Kubernetes for Data Engineers: A Beginner’s Guide
This tutorial will introduce you to the core concepts of containers, Kubernetes, and Helm, with a focus on local
development and a simple data processing script.
Prerequisites
- Docker installed on your local machine
- minikube installed for local Kubernetes cluster
- kubectl installed for interacting with Kubernetes
- Helm installed for package management
So what is Kubernetes, MiniKube, and Kubectl, and Helm?
- Kubernetes (k8s): An open-source container orchestration platform that automates the deployment, scaling, and
management of containerized applications. - MiniKube: A tool that runs a single-node Kubernetes cluster inside a virtual machine on your local machine.
- Kubectl: The command-line tool for interacting with Kubernetes clusters.
- Helm: A package manager for Kubernetes that helps you define, install, and upgrade applications on your cluster.
There are a few gaps in this tutorial for the purpose of learning. It is a great starting point for beginners to understand the basics of Kubernetes and Helm.
1: Understanding Containers
Containers are lightweight, standalone executable packages that include everything needed to run a piece of software, including the code, runtime, system tools, libraries, and settings. They are isolated from each other and share the same operating system kernel, making them more efficient than virtual machines.
1. Create a Python script named data_processor.py:
import time
def process_data() -> None:
"""
This function simulates data processing.
"""
print("Starting data processing...")
time.sleep(5)
print("Data processing completed!")
if __name__ == "__main__":
while True:
process_data()
time.sleep(10)
This script does not do much… but it will be used to demonstrate how to run a containerized application.
2. Create a Dockerfile:
FROM python:3.9-slim
WORKDIR /app
COPY data_processor.py .
CMD ["python", "data_processor.py"]
In this configuration, we are using the official Python 3.9 slim image as the base image. We copy the data_processor.py script into the /app directory and set it as the default command to run when the container starts.

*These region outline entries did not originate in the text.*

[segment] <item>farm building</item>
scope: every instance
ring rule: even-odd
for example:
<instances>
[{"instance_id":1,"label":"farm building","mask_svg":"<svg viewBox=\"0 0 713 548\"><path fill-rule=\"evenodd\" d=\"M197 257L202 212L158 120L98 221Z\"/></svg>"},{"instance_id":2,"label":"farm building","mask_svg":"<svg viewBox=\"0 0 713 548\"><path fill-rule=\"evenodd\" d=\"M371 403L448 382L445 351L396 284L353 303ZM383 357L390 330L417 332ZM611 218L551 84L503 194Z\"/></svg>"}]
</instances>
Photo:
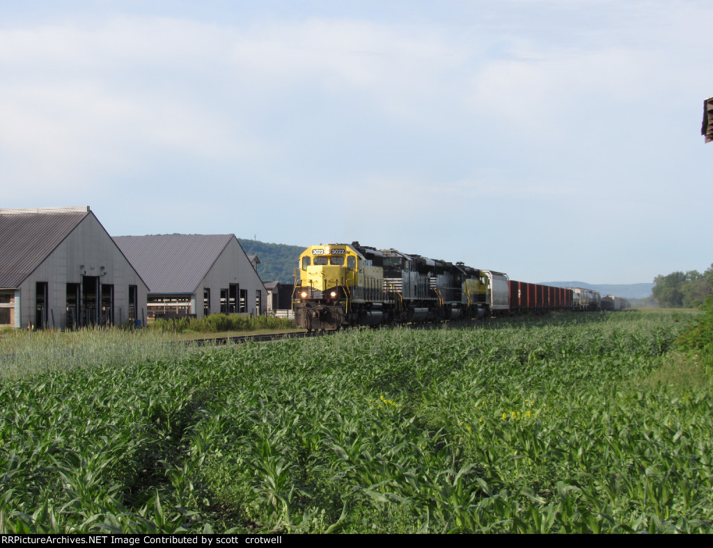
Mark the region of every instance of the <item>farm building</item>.
<instances>
[{"instance_id":1,"label":"farm building","mask_svg":"<svg viewBox=\"0 0 713 548\"><path fill-rule=\"evenodd\" d=\"M283 312L282 315L289 316L287 312L292 307L292 284L284 284L279 282L266 282L265 289L267 290L267 312L275 312L277 310Z\"/></svg>"},{"instance_id":2,"label":"farm building","mask_svg":"<svg viewBox=\"0 0 713 548\"><path fill-rule=\"evenodd\" d=\"M114 241L150 290L148 317L265 313L257 255L245 255L235 234L116 236Z\"/></svg>"},{"instance_id":3,"label":"farm building","mask_svg":"<svg viewBox=\"0 0 713 548\"><path fill-rule=\"evenodd\" d=\"M0 326L141 320L147 291L88 207L0 209Z\"/></svg>"}]
</instances>

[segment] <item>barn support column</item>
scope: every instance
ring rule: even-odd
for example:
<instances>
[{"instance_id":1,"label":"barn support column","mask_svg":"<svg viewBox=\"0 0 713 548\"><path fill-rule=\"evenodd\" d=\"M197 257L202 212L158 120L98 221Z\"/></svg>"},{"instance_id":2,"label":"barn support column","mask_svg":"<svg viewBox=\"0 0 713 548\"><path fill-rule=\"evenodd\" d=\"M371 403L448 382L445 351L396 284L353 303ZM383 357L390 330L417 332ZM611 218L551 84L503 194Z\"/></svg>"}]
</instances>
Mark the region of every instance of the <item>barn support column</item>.
<instances>
[{"instance_id":1,"label":"barn support column","mask_svg":"<svg viewBox=\"0 0 713 548\"><path fill-rule=\"evenodd\" d=\"M15 290L15 327L19 329L22 327L20 321L20 290Z\"/></svg>"}]
</instances>

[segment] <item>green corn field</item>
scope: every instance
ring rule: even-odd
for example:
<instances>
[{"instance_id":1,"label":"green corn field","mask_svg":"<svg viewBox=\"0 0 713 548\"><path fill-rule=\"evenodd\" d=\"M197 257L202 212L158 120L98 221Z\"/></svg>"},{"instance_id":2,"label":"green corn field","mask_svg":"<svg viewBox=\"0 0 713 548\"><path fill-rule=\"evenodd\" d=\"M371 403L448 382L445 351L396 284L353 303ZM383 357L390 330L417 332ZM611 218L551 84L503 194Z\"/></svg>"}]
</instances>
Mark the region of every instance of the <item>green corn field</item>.
<instances>
[{"instance_id":1,"label":"green corn field","mask_svg":"<svg viewBox=\"0 0 713 548\"><path fill-rule=\"evenodd\" d=\"M711 532L693 317L4 334L0 532Z\"/></svg>"}]
</instances>

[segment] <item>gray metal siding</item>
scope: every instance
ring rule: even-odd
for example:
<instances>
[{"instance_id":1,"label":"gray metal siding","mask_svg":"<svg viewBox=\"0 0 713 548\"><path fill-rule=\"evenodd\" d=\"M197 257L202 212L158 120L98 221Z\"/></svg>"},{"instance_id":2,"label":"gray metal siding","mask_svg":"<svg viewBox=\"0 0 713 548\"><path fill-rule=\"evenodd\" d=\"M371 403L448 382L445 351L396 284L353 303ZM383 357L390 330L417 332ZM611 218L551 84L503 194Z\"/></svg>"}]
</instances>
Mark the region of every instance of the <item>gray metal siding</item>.
<instances>
[{"instance_id":1,"label":"gray metal siding","mask_svg":"<svg viewBox=\"0 0 713 548\"><path fill-rule=\"evenodd\" d=\"M15 289L90 214L0 214L0 288Z\"/></svg>"},{"instance_id":2,"label":"gray metal siding","mask_svg":"<svg viewBox=\"0 0 713 548\"><path fill-rule=\"evenodd\" d=\"M83 268L80 268L81 266ZM101 267L104 270L101 270ZM34 323L35 292L37 282L48 283L49 326L66 326L66 285L81 283L86 275L100 276L100 283L114 286L113 323L125 320L128 312L128 286L136 285L139 318L145 317L148 288L126 260L106 231L93 215L88 215L65 238L51 254L27 277L19 287L21 323ZM102 275L102 273L106 273ZM54 324L52 323L53 312Z\"/></svg>"}]
</instances>

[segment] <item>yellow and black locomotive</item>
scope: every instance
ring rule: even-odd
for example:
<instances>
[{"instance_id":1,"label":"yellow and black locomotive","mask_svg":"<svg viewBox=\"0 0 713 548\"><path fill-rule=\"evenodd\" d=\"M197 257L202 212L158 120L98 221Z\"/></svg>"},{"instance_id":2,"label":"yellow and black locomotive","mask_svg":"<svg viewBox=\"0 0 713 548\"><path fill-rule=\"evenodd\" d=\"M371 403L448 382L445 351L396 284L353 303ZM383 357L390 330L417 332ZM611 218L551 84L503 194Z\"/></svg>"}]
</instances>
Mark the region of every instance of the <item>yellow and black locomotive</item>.
<instances>
[{"instance_id":1,"label":"yellow and black locomotive","mask_svg":"<svg viewBox=\"0 0 713 548\"><path fill-rule=\"evenodd\" d=\"M334 243L299 256L292 304L308 330L438 322L507 311L507 285L504 274L462 263Z\"/></svg>"}]
</instances>

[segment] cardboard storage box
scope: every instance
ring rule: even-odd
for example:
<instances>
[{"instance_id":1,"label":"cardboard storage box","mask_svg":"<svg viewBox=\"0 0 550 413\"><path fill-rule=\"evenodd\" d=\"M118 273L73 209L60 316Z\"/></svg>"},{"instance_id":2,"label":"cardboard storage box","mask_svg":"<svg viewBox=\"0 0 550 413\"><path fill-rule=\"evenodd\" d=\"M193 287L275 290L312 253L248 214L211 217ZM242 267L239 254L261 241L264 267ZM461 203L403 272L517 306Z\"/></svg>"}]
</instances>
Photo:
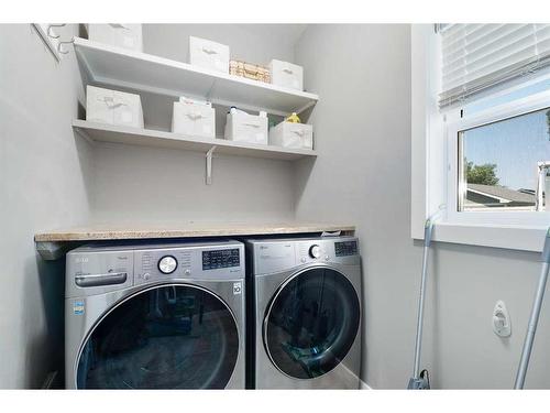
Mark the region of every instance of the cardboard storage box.
<instances>
[{"instance_id":1,"label":"cardboard storage box","mask_svg":"<svg viewBox=\"0 0 550 413\"><path fill-rule=\"evenodd\" d=\"M229 73L229 46L189 36L189 63L207 69Z\"/></svg>"},{"instance_id":2,"label":"cardboard storage box","mask_svg":"<svg viewBox=\"0 0 550 413\"><path fill-rule=\"evenodd\" d=\"M228 113L224 137L230 141L267 144L267 117Z\"/></svg>"},{"instance_id":3,"label":"cardboard storage box","mask_svg":"<svg viewBox=\"0 0 550 413\"><path fill-rule=\"evenodd\" d=\"M273 59L270 63L272 84L304 90L304 68L293 63Z\"/></svg>"},{"instance_id":4,"label":"cardboard storage box","mask_svg":"<svg viewBox=\"0 0 550 413\"><path fill-rule=\"evenodd\" d=\"M245 77L248 79L271 83L271 73L268 67L254 65L241 61L229 62L229 74Z\"/></svg>"},{"instance_id":5,"label":"cardboard storage box","mask_svg":"<svg viewBox=\"0 0 550 413\"><path fill-rule=\"evenodd\" d=\"M94 42L143 52L141 24L88 24L88 39Z\"/></svg>"},{"instance_id":6,"label":"cardboard storage box","mask_svg":"<svg viewBox=\"0 0 550 413\"><path fill-rule=\"evenodd\" d=\"M140 95L86 87L86 120L143 129Z\"/></svg>"},{"instance_id":7,"label":"cardboard storage box","mask_svg":"<svg viewBox=\"0 0 550 413\"><path fill-rule=\"evenodd\" d=\"M191 99L174 102L172 131L188 135L216 138L216 111L211 105Z\"/></svg>"},{"instance_id":8,"label":"cardboard storage box","mask_svg":"<svg viewBox=\"0 0 550 413\"><path fill-rule=\"evenodd\" d=\"M270 130L270 144L293 149L314 149L314 127L280 122Z\"/></svg>"}]
</instances>

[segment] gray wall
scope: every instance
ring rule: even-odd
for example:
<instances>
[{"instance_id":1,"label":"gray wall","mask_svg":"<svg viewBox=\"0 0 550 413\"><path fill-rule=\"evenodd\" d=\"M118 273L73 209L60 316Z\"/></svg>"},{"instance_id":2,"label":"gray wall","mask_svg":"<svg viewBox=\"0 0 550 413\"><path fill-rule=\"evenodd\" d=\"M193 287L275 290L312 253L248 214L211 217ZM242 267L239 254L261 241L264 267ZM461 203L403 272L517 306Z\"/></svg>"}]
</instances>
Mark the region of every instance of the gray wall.
<instances>
[{"instance_id":1,"label":"gray wall","mask_svg":"<svg viewBox=\"0 0 550 413\"><path fill-rule=\"evenodd\" d=\"M29 24L0 24L0 388L63 366L63 262L33 236L90 216L90 148L70 128L81 94L74 54L57 64Z\"/></svg>"},{"instance_id":2,"label":"gray wall","mask_svg":"<svg viewBox=\"0 0 550 413\"><path fill-rule=\"evenodd\" d=\"M319 157L297 167L296 215L356 224L365 282L363 379L403 389L413 369L421 262L421 243L410 239L410 28L310 26L296 57L306 87L321 97L310 118ZM435 247L422 362L433 387L512 387L537 258ZM510 312L509 339L492 332L497 300ZM549 341L543 314L527 387L550 388Z\"/></svg>"}]
</instances>

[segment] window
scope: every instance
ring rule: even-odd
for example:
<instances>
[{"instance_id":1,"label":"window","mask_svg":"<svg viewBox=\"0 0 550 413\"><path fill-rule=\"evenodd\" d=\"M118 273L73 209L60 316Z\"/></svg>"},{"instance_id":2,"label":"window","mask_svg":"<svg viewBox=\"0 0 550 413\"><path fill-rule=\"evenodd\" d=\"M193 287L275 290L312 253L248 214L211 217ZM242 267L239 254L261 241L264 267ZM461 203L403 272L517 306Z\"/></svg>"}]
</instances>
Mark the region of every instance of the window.
<instances>
[{"instance_id":1,"label":"window","mask_svg":"<svg viewBox=\"0 0 550 413\"><path fill-rule=\"evenodd\" d=\"M446 25L440 47L449 218L550 210L550 25Z\"/></svg>"},{"instance_id":2,"label":"window","mask_svg":"<svg viewBox=\"0 0 550 413\"><path fill-rule=\"evenodd\" d=\"M550 226L550 24L413 26L411 233L540 251Z\"/></svg>"},{"instance_id":3,"label":"window","mask_svg":"<svg viewBox=\"0 0 550 413\"><path fill-rule=\"evenodd\" d=\"M458 132L458 210L549 210L550 108Z\"/></svg>"}]
</instances>

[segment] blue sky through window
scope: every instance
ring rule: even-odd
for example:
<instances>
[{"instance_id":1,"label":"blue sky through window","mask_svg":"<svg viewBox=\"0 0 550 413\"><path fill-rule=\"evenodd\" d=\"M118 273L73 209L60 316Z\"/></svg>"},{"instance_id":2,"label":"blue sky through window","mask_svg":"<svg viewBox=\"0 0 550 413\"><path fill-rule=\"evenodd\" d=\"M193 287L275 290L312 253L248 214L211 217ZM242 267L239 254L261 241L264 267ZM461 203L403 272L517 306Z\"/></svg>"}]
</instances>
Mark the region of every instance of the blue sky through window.
<instances>
[{"instance_id":1,"label":"blue sky through window","mask_svg":"<svg viewBox=\"0 0 550 413\"><path fill-rule=\"evenodd\" d=\"M537 162L550 161L550 108L463 132L463 155L494 163L499 185L535 189Z\"/></svg>"}]
</instances>

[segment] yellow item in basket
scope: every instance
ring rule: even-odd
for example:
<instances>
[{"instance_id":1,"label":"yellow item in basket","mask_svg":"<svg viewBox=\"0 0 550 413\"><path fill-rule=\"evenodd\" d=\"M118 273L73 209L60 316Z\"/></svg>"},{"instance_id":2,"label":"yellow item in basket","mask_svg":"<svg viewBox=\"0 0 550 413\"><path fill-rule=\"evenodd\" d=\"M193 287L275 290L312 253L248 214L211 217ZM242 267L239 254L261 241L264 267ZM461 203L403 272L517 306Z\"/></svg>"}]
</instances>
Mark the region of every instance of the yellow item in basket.
<instances>
[{"instance_id":1,"label":"yellow item in basket","mask_svg":"<svg viewBox=\"0 0 550 413\"><path fill-rule=\"evenodd\" d=\"M293 112L293 115L286 118L285 121L290 123L301 123L301 120L300 118L298 118L298 115L296 115L296 112Z\"/></svg>"}]
</instances>

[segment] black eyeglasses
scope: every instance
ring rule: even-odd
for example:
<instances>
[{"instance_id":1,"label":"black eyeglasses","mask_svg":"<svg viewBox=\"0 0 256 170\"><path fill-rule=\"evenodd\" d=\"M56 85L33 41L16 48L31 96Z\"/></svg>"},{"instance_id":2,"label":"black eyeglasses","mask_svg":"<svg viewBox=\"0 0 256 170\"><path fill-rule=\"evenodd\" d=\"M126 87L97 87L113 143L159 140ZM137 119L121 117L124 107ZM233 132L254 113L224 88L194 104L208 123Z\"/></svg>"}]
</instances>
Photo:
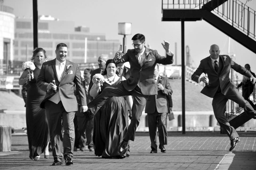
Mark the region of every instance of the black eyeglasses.
<instances>
[{"instance_id":1,"label":"black eyeglasses","mask_svg":"<svg viewBox=\"0 0 256 170\"><path fill-rule=\"evenodd\" d=\"M139 46L140 45L142 44L143 44L144 43L144 42L143 42L141 44L135 44L133 43L133 44L131 44L131 45L132 45L134 47L135 47L136 46L137 46L137 47L139 47Z\"/></svg>"}]
</instances>

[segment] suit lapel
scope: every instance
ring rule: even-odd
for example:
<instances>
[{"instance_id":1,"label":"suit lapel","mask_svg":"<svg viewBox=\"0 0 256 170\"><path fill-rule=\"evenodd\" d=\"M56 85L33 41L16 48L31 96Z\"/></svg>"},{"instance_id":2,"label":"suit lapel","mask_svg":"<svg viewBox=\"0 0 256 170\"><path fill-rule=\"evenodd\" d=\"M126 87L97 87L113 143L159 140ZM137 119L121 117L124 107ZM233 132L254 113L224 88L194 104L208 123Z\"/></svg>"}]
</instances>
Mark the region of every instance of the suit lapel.
<instances>
[{"instance_id":1,"label":"suit lapel","mask_svg":"<svg viewBox=\"0 0 256 170\"><path fill-rule=\"evenodd\" d=\"M64 67L64 71L63 72L63 75L62 76L62 77L61 77L61 81L60 82L60 83L61 82L61 81L63 79L63 78L64 78L64 77L67 74L67 71L66 73L65 73L65 71L66 70L66 68L67 68L67 66L69 64L69 61L68 60L66 60L66 64L65 65L65 67Z\"/></svg>"},{"instance_id":2,"label":"suit lapel","mask_svg":"<svg viewBox=\"0 0 256 170\"><path fill-rule=\"evenodd\" d=\"M58 80L58 76L57 75L57 72L56 71L56 59L55 59L52 60L51 63L51 67L53 70L53 73L54 75L53 76L54 78L55 79L55 81L59 81Z\"/></svg>"},{"instance_id":3,"label":"suit lapel","mask_svg":"<svg viewBox=\"0 0 256 170\"><path fill-rule=\"evenodd\" d=\"M221 69L221 71L220 74L221 74L222 72L224 70L224 68L225 67L225 63L224 62L224 57L223 56L219 56L220 59L219 60L219 61L221 62L222 63L222 68Z\"/></svg>"},{"instance_id":4,"label":"suit lapel","mask_svg":"<svg viewBox=\"0 0 256 170\"><path fill-rule=\"evenodd\" d=\"M211 59L210 56L208 57L208 64L209 65L209 67L213 71L216 73L218 73L217 72L216 72L215 70L214 69L214 68L213 67L213 65L211 63Z\"/></svg>"}]
</instances>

The docker commands are as follows:
- -rm: Automatically remove the container when it exits
- -t: Allocate a pseudo-TTY
- -d: Run the container in the background
- -p: Publish a container’s port(s) to the host
- - - name: Assign a name to the container
3. Build the Docker image:
docker build -t data-processor .
4. Run the container locally:
We will run the container in the foreground to see the output from the data_processor.py script.
docker run --rm -t data-processor
You should see the output from the data_processor.py script in your terminal. We can stop the container by pressing `Ctrl+C`.
2: Introduction to Kubernetes
Kubernetes is a container orchestration platform that automates the deployment, scaling, and management of containerized applications.It is designed to run distributed systems at scale, making it ideal for cloud-native applications.
We will use minikube to set up a local Kubernetes cluster for development purposes. Minikube is a tool that runs a single-node Kubernetes cluster inside a virtual machine on your local machine. It is a great way to get started with Kubernetes without the need for a cloud provider. This is known as bare-metal Kubernetes, because it runs directly on your local machine.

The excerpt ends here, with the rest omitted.